Target Heart Rate, Aerobics and Cardiovascular Exercise

You may think that having your heart rate climb to levels when you can feel your heart about to jump out of your chest, or where you are seating profusely means that you are burning fat. That is not necessarily the case. According to the American Council on Exercise, body fat is burned when you exercise at your 60% to 80% heart rate maximum. When you go over this percentage, you are burning glycogen. Aerobics usually has you work at 60% to 80% of your heart rate maximum. That is why aerobics classes, slow jogs and other such exercising can be ideal to burn fat.

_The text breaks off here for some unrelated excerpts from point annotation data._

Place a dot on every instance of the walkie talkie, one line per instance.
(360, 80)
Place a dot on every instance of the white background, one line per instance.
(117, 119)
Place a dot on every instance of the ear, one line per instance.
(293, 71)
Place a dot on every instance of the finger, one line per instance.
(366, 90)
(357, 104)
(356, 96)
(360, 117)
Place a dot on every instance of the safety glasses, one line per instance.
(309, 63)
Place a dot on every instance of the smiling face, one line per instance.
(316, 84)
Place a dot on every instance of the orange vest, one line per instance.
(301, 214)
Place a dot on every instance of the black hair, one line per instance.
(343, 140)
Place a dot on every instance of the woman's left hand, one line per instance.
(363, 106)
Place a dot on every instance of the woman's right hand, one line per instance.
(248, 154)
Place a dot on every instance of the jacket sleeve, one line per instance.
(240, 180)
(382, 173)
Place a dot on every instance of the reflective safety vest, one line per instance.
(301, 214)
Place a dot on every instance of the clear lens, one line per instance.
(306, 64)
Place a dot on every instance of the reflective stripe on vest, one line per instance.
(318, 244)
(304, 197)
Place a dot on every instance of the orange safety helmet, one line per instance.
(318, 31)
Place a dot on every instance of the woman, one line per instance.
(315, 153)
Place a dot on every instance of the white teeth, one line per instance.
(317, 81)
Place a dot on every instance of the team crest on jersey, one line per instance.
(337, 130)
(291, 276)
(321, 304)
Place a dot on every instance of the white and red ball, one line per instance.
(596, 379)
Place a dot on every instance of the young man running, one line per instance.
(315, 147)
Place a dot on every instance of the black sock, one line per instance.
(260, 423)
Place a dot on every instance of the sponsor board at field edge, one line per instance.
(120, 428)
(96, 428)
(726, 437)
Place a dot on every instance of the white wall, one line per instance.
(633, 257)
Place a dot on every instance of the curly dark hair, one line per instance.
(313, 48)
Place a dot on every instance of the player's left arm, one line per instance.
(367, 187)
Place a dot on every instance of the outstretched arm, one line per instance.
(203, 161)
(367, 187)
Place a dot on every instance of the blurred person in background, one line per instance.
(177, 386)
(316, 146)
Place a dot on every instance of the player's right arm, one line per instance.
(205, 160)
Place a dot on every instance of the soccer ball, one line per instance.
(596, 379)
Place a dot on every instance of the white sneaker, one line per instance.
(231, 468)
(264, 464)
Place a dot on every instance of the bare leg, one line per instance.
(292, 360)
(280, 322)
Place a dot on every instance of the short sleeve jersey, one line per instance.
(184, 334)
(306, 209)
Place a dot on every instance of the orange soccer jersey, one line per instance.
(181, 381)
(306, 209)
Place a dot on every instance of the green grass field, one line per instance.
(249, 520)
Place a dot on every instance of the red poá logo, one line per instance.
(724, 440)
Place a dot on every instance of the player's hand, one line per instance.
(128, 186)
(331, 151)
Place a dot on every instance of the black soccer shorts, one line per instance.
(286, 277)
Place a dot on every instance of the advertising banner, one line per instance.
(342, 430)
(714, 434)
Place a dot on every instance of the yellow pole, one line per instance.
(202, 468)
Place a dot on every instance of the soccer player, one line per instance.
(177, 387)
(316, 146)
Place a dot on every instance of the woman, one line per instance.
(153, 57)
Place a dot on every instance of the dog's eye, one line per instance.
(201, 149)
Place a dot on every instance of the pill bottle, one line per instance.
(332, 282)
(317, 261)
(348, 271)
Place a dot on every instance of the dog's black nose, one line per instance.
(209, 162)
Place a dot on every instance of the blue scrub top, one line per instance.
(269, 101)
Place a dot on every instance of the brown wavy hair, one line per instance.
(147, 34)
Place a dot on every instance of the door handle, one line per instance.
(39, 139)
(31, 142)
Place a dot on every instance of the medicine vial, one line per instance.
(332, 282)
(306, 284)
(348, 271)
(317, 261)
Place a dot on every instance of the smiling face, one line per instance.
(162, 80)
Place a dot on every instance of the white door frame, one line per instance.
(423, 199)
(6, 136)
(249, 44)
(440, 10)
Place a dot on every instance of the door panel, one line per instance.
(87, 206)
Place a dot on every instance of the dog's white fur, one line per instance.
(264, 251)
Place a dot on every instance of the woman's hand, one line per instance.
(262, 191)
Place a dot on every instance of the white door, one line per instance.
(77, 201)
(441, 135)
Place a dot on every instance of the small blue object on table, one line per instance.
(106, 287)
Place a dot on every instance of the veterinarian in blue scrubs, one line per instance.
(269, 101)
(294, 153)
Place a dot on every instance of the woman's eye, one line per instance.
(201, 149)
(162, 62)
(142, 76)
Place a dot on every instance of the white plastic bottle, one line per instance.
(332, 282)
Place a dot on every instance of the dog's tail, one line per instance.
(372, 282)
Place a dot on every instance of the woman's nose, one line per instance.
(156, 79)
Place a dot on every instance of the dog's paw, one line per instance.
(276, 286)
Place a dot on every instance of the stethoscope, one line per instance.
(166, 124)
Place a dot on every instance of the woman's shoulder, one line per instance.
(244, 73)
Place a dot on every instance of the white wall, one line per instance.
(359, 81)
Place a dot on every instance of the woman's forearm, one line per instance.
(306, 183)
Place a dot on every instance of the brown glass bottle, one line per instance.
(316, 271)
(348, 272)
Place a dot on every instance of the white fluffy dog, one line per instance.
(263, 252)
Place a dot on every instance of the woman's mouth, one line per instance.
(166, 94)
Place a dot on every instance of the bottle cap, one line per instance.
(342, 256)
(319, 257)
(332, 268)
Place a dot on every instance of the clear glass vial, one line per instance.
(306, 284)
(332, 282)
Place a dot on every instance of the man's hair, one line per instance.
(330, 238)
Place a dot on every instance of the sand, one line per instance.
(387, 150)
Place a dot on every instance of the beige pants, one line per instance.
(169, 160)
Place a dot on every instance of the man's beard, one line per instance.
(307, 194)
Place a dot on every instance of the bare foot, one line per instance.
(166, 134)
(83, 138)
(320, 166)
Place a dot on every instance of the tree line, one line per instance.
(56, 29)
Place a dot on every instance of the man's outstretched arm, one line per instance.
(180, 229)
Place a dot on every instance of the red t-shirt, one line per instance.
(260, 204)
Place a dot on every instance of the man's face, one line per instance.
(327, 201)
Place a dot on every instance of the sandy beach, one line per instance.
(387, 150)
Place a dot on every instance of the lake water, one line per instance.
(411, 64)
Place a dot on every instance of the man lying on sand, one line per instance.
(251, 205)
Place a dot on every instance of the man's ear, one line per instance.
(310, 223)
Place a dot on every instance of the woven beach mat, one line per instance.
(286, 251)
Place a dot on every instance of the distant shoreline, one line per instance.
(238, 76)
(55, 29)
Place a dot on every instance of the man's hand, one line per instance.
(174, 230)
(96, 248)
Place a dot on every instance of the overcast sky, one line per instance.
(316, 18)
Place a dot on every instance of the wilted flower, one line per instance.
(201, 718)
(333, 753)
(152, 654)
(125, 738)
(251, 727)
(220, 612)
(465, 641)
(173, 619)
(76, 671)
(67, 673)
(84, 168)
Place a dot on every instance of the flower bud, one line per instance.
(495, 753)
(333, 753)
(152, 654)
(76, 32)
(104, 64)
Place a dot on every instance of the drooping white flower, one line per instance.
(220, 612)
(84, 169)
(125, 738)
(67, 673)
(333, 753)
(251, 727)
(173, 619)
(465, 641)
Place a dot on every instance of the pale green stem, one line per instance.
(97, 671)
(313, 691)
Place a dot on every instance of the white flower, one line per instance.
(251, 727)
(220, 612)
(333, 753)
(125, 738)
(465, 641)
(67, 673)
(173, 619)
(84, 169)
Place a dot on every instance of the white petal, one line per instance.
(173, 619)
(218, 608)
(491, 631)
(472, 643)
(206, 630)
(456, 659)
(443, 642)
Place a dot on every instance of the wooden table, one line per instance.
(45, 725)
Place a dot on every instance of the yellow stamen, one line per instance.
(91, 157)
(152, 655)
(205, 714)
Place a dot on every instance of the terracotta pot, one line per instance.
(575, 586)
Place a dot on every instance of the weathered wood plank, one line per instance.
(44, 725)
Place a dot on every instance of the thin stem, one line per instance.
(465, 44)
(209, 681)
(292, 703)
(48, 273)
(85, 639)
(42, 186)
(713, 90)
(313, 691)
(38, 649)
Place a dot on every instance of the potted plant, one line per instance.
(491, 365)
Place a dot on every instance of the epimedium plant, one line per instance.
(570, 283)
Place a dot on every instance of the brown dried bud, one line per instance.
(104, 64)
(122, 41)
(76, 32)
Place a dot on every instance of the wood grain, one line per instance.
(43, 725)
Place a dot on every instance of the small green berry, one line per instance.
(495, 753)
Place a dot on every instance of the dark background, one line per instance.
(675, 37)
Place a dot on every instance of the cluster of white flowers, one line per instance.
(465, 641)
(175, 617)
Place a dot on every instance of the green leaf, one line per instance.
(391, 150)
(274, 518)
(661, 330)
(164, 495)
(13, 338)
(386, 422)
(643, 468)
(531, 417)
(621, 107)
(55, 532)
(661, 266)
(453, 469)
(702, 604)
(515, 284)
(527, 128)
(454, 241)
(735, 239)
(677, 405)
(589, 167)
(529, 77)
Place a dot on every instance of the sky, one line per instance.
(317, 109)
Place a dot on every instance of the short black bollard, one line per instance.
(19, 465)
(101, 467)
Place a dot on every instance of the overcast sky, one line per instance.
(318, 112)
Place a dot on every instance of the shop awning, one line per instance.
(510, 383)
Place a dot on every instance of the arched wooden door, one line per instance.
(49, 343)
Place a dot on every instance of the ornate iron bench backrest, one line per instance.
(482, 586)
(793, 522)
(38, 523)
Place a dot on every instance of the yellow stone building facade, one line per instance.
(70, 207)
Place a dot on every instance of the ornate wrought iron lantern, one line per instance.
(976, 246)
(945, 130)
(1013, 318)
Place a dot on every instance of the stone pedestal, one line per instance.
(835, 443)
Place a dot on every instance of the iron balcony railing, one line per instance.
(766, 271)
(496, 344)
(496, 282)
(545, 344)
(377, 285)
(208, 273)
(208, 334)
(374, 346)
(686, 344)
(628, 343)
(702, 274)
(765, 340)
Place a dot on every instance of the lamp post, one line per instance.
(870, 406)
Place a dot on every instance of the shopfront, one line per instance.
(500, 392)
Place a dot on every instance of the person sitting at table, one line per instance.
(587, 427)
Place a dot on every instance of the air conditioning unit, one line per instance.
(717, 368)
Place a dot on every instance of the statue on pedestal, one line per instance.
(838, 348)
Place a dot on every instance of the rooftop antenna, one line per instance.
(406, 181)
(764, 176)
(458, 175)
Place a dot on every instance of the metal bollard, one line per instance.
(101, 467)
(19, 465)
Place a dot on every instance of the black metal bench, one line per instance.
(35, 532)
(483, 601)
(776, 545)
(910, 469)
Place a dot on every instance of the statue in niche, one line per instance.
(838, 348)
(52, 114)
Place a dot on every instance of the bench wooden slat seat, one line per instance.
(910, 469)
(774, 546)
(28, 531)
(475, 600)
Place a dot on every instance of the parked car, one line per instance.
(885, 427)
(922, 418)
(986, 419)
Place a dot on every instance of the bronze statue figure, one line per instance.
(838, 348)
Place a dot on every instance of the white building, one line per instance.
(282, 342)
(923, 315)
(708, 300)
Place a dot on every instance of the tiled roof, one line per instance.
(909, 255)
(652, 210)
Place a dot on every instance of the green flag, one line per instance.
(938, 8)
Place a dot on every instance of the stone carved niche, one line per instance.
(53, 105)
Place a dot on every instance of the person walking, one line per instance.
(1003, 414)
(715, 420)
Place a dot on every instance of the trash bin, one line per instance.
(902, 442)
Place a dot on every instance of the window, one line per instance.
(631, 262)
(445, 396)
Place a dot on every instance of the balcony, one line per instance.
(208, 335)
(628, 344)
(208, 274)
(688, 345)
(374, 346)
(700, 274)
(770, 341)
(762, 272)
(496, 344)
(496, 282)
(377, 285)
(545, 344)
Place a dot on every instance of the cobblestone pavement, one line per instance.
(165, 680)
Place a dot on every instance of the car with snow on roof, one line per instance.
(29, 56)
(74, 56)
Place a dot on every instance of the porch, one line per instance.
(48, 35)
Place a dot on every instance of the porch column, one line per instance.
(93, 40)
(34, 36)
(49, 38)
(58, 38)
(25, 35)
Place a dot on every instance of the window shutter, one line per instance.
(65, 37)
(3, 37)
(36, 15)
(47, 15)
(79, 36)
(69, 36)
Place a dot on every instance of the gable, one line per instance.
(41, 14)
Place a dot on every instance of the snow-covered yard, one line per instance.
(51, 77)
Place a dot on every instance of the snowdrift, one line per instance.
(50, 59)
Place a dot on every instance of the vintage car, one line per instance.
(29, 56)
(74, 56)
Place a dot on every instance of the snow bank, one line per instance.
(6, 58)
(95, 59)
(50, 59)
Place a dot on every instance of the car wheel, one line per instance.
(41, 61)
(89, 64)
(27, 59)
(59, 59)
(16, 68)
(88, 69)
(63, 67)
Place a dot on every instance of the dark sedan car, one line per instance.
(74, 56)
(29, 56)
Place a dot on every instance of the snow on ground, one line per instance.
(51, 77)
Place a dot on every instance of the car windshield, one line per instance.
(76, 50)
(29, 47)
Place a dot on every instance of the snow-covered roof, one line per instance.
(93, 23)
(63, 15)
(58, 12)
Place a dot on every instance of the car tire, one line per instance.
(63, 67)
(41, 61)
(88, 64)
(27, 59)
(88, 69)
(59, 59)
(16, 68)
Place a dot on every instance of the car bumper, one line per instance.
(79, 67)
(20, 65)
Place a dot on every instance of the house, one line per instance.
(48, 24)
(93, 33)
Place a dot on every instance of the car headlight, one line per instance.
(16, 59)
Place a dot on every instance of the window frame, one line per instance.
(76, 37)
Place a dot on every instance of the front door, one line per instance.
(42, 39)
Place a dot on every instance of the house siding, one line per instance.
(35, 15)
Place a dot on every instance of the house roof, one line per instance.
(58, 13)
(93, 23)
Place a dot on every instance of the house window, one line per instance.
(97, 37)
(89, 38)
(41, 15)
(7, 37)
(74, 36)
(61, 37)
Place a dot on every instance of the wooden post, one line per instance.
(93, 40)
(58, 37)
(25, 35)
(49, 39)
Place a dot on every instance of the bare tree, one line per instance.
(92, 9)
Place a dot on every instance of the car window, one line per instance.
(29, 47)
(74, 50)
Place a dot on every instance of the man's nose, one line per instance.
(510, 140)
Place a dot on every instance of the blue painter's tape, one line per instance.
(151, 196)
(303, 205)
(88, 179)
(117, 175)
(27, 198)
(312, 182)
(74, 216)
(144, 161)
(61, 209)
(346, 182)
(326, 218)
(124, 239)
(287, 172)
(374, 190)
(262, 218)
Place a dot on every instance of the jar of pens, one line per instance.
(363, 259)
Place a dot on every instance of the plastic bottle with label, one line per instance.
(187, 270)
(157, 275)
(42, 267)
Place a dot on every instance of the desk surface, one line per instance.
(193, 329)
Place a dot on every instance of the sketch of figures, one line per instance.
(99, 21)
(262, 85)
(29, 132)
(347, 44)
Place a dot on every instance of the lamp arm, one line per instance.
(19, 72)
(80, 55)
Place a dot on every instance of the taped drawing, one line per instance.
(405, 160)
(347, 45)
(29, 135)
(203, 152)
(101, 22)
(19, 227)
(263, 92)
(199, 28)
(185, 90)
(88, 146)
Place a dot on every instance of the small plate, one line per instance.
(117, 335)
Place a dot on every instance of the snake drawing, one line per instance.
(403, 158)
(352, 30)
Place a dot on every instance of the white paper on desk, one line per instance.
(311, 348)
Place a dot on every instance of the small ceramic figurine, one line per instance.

At the same time, as was covered before, interval training is key to jolt your body and get you off the plateau. During the fast parts of interval training, you will probably use over 80% of your heart rate maximum. Together with the slow pars, this is a good method to burn fat.

What is your target heart rate? According to the American Heart Association, it is 220 minus your age. For a chart on this, see

Balance and getting to know your body are again key. You will see if you lose more weight by doing more aerobic classes, jogging or weight training at any particular time period. Use time period of three week, three months, six months and a year to vary workouts. Of course, if you see that something is not working, you can get off a plateau in between those times.

Weight training is always key because it increases strength and endurance. It also strengthens bones. The increased muscle mass will burn more calories, even when you sit or sleep.

Aerobic training with weight training is key because it is a variation of exercise that will have you use your muscle, endurance and flexibility altogether. Moving around, especially across the floor, is something that incorporates balance and will “shock” the body that has been working out in a stationary fashion with cardiovascular and weight equipment. Interval training may in the end burn more calories because of the “shock” factor in your body. Everyone is different to a degree. You will feel it once you do it and see results in you.

If you use weights four times a week, which is recommended, doing a half-hour aerobics program or jogging from once to four times a week is also recommended. The more times per week that you do this and the higher the intensity, the more of an advanced exerciser you need to be. It is a good idea to consult a personal trainer when first beginning to work. You and the personal trainer can monitor your progress and what works best for you. There are people and resources out there that will find you a good aerobics program. Abide by the principals of this book of getting to know your body, loving where you are at, and seeing what works for you.

Just as in weight training, it is good to try variety. For instance, try step classes, belly dancing, ballet dancing and different instructors’ aerobics programs to see what works best for you. You may want to do two or more different programs in a week. It is best to work out at least 30 minutes in aerobic or cardiovascular activity per day. For the first 20 minutes, your body burns sugar that is readily available in the blood.

The more fit you are, the more intensity and time you can put into your aerobic and cardiovascular workouts. If you have been actively enrolled in an aerobics class for six months, you may find that you need to go to a tougher level class or take two classes to get a challenge. You may find yourself sleeping through the class while doing what the instructor does. This is an indication that you are on a plateau- get off quickly! Try a tougher class or at the very least take two classes at this intensity. The first option saves time and gets the same results.

The great thing about cardiovascular machines is that you can vary the intensity. For instance on a treadmill you can incorporate a slope and on a stair master you can increase resistance. This works your muscles. So you can do an aerobic and muscle strengthening program all in one. This is similar to using heavier weights in parts of an aerobics class where you use free weights or bars.

Once you increase your fitness, your heart will be more efficient. Your stroke volume will increase. That is, your heart muscle will pump out more blood per beat and your heart rate will not increase so easily. You will be able to do more intense exercise while keeping your heart rate at a level where it will burn fat.

Disclaimer: This information is not intended to take the place of medical advice or diagnosis.